In RTOS and embedded systems contexts, latency is the elapsed time between a triggering event and the system's first observable response to that event. It is a key metric for evaluating whether a system can meet real-time deadlines.
In practice
Latency surfaces in several distinct forms in embedded work. Interrupt latency is the time from a hardware interrupt being asserted to the first instruction of the ISR executing; this includes the time for the CPU to finish the current instruction, save context, and vector to the handler. On ARM Cortex-M cores, with the NVIC and no interrupt nesting complications, this is typically on the order of 12–40 cycles under ideal conditions (zero wait-state RAM execution, no stacking surprises), but the actual figure varies with core variant, memory wait states, flash acceleration, and implementation details. Scheduling latency (or preemption latency) is the additional time from the end of an ISR to when the RTOS actually runs the highest-priority ready task; this depends on whether a context switch is pending, what the scheduler overhead is, and whether a critical section is held.
In practice, worst-case latency matters more than average latency for hard real-time systems. An RTOS may advertise a typical interrupt latency of a few microseconds, but a poorly placed critical section, a long ISR, or a high-priority task with a burst of work can cause occasional spikes that violate timing requirements. Tools like RTOS trace recorders (e.g., Percepio Tracealyzer, Segger SystemView) are commonly used to measure and visualize latency distributions rather than relying on average figures.
Latency compounds across a signal processing or control pipeline. In a data acquisition system, total end-to-end latency includes sensor settling time, ADC conversion time, DMA transfer, task wakeup latency, and processing time before output. Each stage adds to the total, and jitter at any stage accumulates.
Linux-based embedded systems (e.g., i.MX 6, AM335x) running the mainline kernel introduce significant and variable scheduling latency -- often hundreds of microseconds to low milliseconds -- due to a combination of non-preemptible kernel sections, configuration choices, workload characteristics, and hardware; the exact range depends heavily on kernel version and system configuration. PREEMPT_RT patches reduce worst-case latency substantially but do not eliminate it. For hard real-time requirements, a dedicated RTOS or a dual-core asymmetric design (one core running Linux, one running a bare-metal or RTOS workload) is often used instead.
Frequently asked
What is the difference between interrupt latency and scheduling latency?
Interrupt latency is the time from a hardware interrupt signal to the first ISR instruction executing. Scheduling latency (sometimes called dispatch latency or preemption latency) is the time from the end of an ISR -- where the RTOS is notified a higher-priority task is ready -- to when that task actually begins running. Total response latency is the sum of both, plus any time spent in critical sections that defer the scheduler.
Why is worst-case latency more important than average latency for real-time systems?

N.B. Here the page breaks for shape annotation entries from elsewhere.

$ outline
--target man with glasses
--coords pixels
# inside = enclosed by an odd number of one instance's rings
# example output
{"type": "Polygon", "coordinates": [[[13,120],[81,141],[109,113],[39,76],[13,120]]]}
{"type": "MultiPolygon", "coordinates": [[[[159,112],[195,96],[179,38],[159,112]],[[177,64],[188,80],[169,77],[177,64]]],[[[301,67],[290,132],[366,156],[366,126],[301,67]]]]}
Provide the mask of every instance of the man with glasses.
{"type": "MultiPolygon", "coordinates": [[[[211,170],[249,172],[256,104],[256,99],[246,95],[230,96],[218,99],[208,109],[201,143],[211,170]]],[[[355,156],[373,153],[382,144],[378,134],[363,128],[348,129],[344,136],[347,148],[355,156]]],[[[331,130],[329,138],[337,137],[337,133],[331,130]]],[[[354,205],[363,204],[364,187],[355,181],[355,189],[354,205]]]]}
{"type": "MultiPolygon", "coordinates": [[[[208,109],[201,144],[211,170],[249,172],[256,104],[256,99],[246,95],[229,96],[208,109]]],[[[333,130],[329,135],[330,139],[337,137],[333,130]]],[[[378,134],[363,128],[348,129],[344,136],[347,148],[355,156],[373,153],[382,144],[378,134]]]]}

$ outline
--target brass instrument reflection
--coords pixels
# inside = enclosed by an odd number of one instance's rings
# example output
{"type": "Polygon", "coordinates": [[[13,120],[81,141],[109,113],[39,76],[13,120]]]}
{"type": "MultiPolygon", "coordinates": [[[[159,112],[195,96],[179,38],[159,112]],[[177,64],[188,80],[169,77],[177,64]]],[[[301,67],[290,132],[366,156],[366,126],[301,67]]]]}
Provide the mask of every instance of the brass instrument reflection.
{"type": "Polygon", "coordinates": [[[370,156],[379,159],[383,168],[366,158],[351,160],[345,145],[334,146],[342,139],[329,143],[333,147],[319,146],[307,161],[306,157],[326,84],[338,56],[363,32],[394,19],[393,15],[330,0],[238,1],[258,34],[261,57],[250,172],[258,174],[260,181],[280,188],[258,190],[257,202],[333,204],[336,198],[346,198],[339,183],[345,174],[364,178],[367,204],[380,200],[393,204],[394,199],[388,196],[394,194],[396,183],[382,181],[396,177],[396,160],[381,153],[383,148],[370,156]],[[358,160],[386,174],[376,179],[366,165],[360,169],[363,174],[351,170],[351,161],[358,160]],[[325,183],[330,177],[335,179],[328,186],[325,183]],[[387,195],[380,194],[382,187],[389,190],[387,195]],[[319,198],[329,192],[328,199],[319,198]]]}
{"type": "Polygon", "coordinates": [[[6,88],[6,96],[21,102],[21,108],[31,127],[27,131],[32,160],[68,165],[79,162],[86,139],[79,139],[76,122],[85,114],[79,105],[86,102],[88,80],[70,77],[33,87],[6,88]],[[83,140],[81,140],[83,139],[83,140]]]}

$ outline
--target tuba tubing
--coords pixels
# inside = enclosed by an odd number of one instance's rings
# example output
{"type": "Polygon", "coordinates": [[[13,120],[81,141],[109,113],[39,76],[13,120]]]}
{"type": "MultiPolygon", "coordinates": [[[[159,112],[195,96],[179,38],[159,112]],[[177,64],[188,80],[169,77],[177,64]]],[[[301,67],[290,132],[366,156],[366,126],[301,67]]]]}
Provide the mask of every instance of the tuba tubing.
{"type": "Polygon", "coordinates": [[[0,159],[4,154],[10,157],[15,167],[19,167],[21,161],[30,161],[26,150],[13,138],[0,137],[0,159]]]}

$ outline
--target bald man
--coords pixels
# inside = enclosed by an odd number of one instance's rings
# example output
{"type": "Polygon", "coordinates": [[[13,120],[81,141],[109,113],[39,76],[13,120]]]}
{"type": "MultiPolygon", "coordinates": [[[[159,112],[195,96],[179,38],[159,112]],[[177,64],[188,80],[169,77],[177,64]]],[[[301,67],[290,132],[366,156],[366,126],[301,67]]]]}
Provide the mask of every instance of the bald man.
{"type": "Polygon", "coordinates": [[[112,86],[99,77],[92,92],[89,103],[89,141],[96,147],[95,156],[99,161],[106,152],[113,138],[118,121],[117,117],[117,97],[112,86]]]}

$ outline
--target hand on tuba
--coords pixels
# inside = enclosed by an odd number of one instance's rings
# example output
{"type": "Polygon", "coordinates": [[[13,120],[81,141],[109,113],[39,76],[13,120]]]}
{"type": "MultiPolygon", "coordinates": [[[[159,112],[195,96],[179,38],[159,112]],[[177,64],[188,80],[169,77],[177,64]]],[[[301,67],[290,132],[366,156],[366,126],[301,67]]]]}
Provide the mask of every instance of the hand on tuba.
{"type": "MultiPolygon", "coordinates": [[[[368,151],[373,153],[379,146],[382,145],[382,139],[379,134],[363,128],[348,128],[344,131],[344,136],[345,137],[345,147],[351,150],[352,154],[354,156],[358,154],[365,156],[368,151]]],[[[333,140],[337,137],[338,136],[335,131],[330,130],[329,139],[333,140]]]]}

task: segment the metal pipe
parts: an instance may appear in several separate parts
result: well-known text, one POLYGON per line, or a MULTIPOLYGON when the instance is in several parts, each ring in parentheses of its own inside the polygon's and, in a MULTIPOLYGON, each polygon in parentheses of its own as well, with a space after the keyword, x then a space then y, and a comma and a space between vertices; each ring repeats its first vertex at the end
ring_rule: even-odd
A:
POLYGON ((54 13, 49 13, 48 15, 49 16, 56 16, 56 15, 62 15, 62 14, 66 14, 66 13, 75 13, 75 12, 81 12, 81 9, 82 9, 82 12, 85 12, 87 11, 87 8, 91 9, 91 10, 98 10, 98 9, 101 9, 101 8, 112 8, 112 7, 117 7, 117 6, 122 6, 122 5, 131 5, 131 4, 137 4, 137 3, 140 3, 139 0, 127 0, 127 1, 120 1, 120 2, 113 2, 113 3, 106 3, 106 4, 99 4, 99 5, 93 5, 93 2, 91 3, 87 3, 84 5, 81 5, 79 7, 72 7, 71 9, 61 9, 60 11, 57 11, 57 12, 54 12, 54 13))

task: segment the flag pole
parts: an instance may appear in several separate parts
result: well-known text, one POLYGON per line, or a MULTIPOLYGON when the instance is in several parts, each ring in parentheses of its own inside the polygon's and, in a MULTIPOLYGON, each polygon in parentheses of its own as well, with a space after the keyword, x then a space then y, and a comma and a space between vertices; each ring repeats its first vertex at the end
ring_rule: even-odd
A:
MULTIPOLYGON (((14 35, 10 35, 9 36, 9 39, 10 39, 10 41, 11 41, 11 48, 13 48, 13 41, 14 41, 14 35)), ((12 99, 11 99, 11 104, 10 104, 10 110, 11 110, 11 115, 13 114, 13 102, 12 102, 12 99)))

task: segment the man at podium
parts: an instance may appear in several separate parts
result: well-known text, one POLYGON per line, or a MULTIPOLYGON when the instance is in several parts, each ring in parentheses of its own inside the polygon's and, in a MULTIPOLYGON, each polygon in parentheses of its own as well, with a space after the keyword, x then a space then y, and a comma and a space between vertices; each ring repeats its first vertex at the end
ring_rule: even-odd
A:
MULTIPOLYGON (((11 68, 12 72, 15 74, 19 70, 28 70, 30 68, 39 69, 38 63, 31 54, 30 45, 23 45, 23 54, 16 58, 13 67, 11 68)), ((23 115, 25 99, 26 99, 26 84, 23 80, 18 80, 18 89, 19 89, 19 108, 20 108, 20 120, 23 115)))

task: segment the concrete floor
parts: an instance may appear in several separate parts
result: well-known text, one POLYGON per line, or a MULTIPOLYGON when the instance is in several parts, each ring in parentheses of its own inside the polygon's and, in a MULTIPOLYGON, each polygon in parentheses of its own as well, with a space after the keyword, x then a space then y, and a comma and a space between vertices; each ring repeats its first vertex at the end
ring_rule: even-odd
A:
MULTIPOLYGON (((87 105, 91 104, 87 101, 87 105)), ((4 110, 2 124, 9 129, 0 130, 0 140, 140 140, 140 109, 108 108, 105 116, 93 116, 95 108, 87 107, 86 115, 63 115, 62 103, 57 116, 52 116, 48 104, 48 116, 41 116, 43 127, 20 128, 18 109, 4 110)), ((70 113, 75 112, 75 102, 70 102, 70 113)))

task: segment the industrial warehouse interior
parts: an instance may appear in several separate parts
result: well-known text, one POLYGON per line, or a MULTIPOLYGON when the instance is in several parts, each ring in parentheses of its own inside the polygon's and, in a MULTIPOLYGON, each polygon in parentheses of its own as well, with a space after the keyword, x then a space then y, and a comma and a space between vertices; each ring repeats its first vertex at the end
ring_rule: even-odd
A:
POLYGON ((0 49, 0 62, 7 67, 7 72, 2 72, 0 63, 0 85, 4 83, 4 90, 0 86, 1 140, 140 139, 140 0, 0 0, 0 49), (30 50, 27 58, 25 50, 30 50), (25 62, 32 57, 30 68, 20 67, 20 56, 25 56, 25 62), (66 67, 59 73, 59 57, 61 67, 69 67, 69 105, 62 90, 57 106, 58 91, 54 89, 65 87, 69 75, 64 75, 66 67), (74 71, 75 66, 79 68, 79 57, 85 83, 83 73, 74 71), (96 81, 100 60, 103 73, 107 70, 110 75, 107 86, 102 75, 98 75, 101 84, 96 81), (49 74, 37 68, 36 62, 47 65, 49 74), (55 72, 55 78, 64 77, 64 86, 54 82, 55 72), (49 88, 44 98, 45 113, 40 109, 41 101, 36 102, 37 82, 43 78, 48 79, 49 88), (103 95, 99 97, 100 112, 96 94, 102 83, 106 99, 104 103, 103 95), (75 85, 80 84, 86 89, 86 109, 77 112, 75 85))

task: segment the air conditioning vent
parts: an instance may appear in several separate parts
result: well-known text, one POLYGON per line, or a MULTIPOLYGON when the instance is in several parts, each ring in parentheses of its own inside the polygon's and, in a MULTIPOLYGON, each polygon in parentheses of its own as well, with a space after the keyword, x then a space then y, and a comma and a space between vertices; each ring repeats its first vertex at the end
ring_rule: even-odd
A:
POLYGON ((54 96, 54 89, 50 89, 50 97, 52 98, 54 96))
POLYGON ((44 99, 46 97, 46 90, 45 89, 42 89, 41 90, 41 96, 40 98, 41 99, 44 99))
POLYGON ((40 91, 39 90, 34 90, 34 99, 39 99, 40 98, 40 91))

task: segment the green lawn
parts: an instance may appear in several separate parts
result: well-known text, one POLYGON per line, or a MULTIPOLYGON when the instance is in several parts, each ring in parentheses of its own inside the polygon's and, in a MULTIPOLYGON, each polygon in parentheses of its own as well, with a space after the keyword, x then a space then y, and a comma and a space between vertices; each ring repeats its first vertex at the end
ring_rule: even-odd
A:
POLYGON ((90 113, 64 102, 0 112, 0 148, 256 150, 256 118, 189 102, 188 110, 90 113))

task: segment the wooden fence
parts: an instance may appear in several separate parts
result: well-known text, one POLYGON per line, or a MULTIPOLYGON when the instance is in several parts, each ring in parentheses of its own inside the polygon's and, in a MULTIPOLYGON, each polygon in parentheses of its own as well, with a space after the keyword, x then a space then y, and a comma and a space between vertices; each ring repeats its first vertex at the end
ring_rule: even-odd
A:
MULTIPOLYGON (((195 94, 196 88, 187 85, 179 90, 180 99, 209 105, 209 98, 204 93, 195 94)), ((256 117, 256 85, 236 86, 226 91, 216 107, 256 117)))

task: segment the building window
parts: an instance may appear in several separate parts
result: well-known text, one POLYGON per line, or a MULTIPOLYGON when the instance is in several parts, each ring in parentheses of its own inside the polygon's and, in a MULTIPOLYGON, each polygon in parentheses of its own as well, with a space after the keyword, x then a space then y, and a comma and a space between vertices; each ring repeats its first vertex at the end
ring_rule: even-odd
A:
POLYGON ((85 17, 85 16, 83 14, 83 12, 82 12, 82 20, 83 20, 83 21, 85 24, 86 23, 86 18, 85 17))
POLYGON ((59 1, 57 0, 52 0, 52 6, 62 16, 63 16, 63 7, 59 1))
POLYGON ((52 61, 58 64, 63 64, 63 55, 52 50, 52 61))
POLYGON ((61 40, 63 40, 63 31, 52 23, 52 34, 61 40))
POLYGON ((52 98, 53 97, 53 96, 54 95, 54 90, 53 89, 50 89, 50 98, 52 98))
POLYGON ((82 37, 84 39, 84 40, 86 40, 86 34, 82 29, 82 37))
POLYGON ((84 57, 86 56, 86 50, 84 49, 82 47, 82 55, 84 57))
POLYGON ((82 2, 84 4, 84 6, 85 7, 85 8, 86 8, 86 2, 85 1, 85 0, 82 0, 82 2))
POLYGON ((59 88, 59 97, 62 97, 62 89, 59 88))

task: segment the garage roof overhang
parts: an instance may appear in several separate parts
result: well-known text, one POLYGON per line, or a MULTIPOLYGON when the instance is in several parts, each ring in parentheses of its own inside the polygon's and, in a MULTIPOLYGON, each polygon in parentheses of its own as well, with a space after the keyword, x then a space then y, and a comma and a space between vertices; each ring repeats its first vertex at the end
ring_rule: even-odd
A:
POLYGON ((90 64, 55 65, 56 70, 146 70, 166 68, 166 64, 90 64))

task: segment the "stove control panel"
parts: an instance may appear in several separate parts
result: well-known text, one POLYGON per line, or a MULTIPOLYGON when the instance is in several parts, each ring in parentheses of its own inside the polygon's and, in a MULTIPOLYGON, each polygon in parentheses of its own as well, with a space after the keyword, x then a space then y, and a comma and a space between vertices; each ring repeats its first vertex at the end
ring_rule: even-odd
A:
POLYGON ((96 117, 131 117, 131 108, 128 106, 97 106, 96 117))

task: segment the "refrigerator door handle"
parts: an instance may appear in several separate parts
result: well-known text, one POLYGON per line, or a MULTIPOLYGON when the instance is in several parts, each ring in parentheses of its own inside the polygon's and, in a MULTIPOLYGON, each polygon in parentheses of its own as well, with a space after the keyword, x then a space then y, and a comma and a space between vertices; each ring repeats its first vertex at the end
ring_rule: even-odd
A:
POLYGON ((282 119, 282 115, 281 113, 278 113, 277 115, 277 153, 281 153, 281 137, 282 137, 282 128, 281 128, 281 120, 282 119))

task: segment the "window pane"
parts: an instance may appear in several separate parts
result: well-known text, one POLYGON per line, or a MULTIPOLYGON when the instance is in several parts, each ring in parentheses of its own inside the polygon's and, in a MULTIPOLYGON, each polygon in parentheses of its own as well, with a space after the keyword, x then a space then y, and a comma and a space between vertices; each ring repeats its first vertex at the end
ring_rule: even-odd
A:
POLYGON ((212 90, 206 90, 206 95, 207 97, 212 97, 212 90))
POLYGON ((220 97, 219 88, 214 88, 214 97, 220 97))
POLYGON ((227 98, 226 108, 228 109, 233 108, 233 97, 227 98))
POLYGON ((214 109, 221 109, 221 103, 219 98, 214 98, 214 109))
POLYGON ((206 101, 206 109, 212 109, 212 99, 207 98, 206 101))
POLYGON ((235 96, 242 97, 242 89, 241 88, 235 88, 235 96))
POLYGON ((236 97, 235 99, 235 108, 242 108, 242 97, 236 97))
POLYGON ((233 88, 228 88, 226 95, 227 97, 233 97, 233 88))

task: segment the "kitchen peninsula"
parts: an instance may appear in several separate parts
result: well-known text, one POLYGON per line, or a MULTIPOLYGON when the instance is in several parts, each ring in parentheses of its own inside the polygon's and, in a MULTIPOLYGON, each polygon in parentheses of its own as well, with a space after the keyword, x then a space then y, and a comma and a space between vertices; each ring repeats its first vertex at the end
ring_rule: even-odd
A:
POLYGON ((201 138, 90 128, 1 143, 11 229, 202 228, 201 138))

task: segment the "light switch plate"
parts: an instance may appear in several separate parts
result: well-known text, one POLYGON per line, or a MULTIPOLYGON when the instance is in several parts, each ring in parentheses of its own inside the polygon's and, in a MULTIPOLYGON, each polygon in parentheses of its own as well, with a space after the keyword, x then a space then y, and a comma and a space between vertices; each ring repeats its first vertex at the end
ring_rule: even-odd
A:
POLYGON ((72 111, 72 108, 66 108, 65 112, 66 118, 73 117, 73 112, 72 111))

A hard real-time system must guarantee its deadline is never missed, not just usually met. A system with a 2 us average latency but a 500 us worst-case spike will miss any hard deadline tighter than that worst case, regardless of how well it performs on average. Measuring and bounding worst-case latency -- ideally under realistic load and stress conditions -- is the relevant design target.
What are common sources of unexpected latency spikes in RTOS-based systems?
Common sources include: long or poorly scoped critical sections (disabling
interrupts or the scheduler), high-priority tasks that run for longer than expected bursts, ISRs that do too much work,
cache misses on processors with data and instruction caches, and
DMA or bus contention. On devices with an
MMU, TLB misses can also add cycles. Profiling with a trace tool is usually necessary to identify the actual source.
Can I trust an RTOS vendor's published interrupt latency figure?
Treat vendor figures as a best-case baseline measured under ideal conditions -- often on a specific CPU, with no other tasks running, no critical sections active, and
cache warmed. Your actual worst-case latency will typically be higher once you add your application workload, critical sections, and any peripheral-induced bus stalls. Measure on your target hardware under realistic conditions.
How does boot latency relate to real-time requirements?
Some systems must respond to external events shortly after power-on, making boot time a real-time constraint in itself. A system that takes two seconds to initialize an RTOS, drivers, and application state may miss an early event. There is a tradeoff between keeping a system in a low-power standby state (short wakeup latency) versus cold-booting (potentially lower idle power but longer response time).
Differentiators vs similar concepts
Latency is often conflated with jitter and throughput. Latency is the delay for a single event to produce a response. Jitter is the variation in that latency across repeated events -- a system can have low average latency but high jitter, which is equally problematic for real-time control. Throughput is the rate at which a system processes a sustained stream of events and is a separate metric; a system can have high throughput but poor (high) latency, or low latency but limited throughput.